沖縄での私の大学生時代は実は時期的に二つに分かれています。前半の2年間は始めて実家から離れて生活を始め、また沖縄という当時の私にとっては異色の文化に触れ始めた時期、その後2年間ほど大学を休学してスペインを放浪した後に、帰国して後半の2年間を過ごす事になります。
その後半の2年間が始まってしばらくした頃に、私は激しく後悔してしまった事があります。それは、前半の2年間に沖縄の料理に殆ど見向きをしなかった事でした。

テビチ、ゴーヤーチャンプル、ヤギ料理、そして沖縄そば。

何故2年間も、このように美味しく、実に風土気候に則した、そして他の土地では味わえない食文化をないがしろにしていたのだろうかと反省したものでした。休学の際の海外での生活が、私にも少しだけ見るべきものを見る力を与えてくれたのかもしれません。
それからは、ある程度アルバイトの収入も以前よりは増えた事も幸いして、積極的に地元の食堂に出向く様になりました。それ以来20年間、私は中毒かと自分でも考えてしまう程、沖縄の料理(特に沖縄そばやテビチ)にはまっているのです。

大変有難い事に、昔々私が通っていた首里の「あやぐ食堂」や、栄町のおでん屋「東大」は店舗を変え代変わりしつつも、今でも値段も味も変わる事無く続いていますので、沖縄に行く度に家族を連れて一度は寄らせて頂いています。漁師見習い時代にお世話になった北部の辺戸名漁港前の「波止場食堂」のボリュームは当時と変わらず、もはや今の私では完食出来ない程です。

そして、昨年の春先から石垣島にサバニの練習に訪れる様になり、沖縄本島のものとはまた一味も二味も違う八重山そばや牛そばと新たに出会い、流行っている店もそうでない店も是非その雰囲気や味を伝えられる様な事が出来ないかと考え始めたのは、私の琉球の食文化に対する思い入れと今の仕事内容からすれば当然の成り行きだったのかもしれません。
今回の石垣訪問に際して同行してくれた友人と共に、取り敢えず今回は八重山そばにテーマを絞って、一緒にインターネットを使ったCMを作らないかと持ちかける為にデジタルカメラとビデオを片手に、現地のサバニ帆漕レースのメンバーの案内で食堂を沢山廻ってみたのです。

インターネットで広告が出来ると素直に喜び、積極的に店の特色や料理に対する考え方を話して下さったお店、ビデオ撮影をすると前もって言ってくれてないので化粧も出来ていないと、出演を固辞されたシャイでありながらも気さくで底抜けに明るい女性店主、皆さんの反応は実に様々であり、その場その場で皆さんと色々な話を出来たのが最大の収穫だったと感じています。

その中で一つ、とても印象に残った店主の方の話があります。
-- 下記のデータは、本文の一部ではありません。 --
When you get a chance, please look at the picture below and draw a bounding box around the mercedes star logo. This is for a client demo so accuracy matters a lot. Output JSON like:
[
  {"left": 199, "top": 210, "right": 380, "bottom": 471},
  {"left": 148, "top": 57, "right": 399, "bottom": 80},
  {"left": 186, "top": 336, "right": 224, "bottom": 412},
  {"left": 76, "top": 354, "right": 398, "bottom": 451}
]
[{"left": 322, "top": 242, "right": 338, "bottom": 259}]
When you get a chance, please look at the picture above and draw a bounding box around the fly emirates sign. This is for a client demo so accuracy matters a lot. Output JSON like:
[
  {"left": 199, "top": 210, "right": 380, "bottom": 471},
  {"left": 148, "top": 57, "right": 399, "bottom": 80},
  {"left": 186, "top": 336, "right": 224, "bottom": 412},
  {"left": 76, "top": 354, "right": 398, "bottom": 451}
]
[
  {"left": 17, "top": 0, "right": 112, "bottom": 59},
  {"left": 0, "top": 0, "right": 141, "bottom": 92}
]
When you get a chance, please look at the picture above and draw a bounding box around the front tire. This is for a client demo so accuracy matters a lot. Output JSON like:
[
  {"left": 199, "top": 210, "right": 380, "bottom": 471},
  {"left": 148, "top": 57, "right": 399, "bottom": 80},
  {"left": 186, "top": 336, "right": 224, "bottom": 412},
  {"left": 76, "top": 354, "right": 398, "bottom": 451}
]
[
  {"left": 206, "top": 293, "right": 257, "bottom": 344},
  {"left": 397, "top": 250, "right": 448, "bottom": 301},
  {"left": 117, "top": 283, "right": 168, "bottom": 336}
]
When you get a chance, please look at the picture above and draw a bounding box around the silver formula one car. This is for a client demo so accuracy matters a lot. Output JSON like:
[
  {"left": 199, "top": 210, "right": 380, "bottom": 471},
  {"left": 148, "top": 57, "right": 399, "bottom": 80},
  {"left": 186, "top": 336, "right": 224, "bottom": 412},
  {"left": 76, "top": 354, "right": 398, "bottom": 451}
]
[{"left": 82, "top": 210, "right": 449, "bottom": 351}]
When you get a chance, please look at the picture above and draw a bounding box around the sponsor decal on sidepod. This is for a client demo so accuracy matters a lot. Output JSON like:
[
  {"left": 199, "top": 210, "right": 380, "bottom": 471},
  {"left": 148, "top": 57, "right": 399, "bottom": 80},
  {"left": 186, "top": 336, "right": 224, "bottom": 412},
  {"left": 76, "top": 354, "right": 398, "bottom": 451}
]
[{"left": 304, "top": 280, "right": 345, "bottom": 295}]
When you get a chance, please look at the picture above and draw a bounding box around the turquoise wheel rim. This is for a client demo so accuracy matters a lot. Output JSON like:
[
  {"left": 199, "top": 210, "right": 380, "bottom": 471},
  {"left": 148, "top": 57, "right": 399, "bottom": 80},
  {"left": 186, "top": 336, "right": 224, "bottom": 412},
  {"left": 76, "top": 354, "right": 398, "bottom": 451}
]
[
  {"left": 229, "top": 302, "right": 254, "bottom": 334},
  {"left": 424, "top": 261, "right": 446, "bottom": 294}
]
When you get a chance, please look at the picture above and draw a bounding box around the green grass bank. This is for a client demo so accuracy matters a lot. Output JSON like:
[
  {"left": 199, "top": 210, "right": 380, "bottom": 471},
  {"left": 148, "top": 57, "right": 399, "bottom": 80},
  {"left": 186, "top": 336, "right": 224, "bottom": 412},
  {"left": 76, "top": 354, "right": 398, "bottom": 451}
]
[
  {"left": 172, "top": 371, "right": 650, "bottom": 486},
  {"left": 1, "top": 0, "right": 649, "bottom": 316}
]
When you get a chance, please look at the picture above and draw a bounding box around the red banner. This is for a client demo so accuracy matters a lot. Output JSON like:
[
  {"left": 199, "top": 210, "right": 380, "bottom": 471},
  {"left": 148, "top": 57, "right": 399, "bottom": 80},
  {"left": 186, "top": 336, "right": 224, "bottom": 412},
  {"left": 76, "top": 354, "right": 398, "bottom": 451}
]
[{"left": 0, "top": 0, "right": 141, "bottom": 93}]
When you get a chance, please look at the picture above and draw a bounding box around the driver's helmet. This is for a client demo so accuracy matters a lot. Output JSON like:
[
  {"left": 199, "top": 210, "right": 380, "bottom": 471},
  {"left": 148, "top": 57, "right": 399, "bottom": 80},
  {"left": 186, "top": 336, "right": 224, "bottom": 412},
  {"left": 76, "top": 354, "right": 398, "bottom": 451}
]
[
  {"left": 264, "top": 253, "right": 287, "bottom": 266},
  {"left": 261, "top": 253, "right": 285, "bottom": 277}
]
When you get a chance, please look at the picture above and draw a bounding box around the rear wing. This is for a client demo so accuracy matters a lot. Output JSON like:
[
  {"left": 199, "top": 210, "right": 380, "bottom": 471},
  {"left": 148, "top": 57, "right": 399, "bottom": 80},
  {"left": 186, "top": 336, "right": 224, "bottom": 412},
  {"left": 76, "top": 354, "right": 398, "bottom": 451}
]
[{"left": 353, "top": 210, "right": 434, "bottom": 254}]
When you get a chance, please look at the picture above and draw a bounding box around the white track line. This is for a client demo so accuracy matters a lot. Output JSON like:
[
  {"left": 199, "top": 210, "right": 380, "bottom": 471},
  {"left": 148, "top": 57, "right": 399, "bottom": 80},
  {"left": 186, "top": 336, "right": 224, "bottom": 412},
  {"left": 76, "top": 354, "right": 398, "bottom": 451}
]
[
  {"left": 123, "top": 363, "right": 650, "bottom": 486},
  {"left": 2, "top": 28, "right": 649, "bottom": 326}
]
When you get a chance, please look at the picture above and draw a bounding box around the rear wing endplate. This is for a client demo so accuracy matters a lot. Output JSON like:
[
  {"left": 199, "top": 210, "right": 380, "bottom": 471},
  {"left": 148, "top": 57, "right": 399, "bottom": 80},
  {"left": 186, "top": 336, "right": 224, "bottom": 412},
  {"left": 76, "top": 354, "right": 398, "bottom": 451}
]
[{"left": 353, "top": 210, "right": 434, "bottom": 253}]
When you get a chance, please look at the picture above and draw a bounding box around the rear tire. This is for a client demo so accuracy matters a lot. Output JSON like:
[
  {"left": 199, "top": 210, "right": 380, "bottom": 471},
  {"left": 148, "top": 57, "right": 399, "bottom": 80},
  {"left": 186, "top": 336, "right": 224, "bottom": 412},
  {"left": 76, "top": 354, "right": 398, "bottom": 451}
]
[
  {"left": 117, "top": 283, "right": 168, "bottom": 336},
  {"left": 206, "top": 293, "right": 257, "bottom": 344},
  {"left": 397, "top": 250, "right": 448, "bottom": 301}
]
上手く伝えられるかどうか不安はありますが、ご興味がある方はどうぞ読み進めて下さい。

ご主人が話して下さったのは先ず、店の意向を全く無視した雑誌やテレビが作るコンテンツの事と食文化に対する尊敬の念について。
牛そばと一緒にヤギ料理も出されているそのお店はこれまでに何度もテレビや雑誌の取材を受けて来たけれども、自分たちの思いが正確に伝わった事は一度も無く、ヤギ料理をまるでゲテモノの様に伝えられた事さえあるそうです。大学時代を沖縄で過ごした私は、沖縄の人の半分はヤギ料理が実は好きではなく、かくいう私も大学の後半でやっと食べれる様になった(今では大好きですが)事もあり、従って万人の口に合うものではない事を良く知っています。そんな食文化を女性タレントや何も知らないプロデューサが、店の味や店主の方の思いを果たしてきちんと伝える事が出来るものでしょうか。恐らく二度とその店を訪れる事のない彼らは、地元の人たちの心の中に今でも決して小さくない傷やしこりを残しているのです。これは単なる想像に過ぎませんが、彼らは有名な雑誌やテレビ番組、つまりメジャーなメディアに“田舎の店を露出させてやる”とでも考えていたのでしょう。

もう一つは、時間の概念について。
ただでさえ昼時は地元の人で混み合うそのお店のご主人は、それに加えて観光客が大挙して来店したとしたらとても満足した対応が出来ないと言われ、同時に特に内地の人々の行き来が激しくなって来た今日、従来から沖縄や八重山が自然に培っていたゆったりとした時間の流れが失われつつあると嘆かれています。
たった数日の滞在で、八重山を理解する事はおろか、食文化の一面でも理解出来るのだろうかと、足早に通り過ぎる観光客に対する疑問が地元の人には根強く残っているのかもしれません。旅の恥はかき捨てではないですが、そもそも理解しようと言う姿勢や考えを持っていない人も中にはいるはずです。観光地は決して観光客の為のものだけでなく、そこには地元の人の生活がある訳ですから、むしろ積極的に地元時間に沿って行動し物見遊山の視線を捨てる事で、そこから始めて見えてくるものがある筈だと思います。八重山の経済に観光客が寄与している部分は大きいため、観光客を一概に拒否する事は選択肢としては有り得ないはずです。だから尚更我々としては、そこにある溝を埋めていく事に如何に貢献出来るか、そこが大事なのだとあらためて痛感しました。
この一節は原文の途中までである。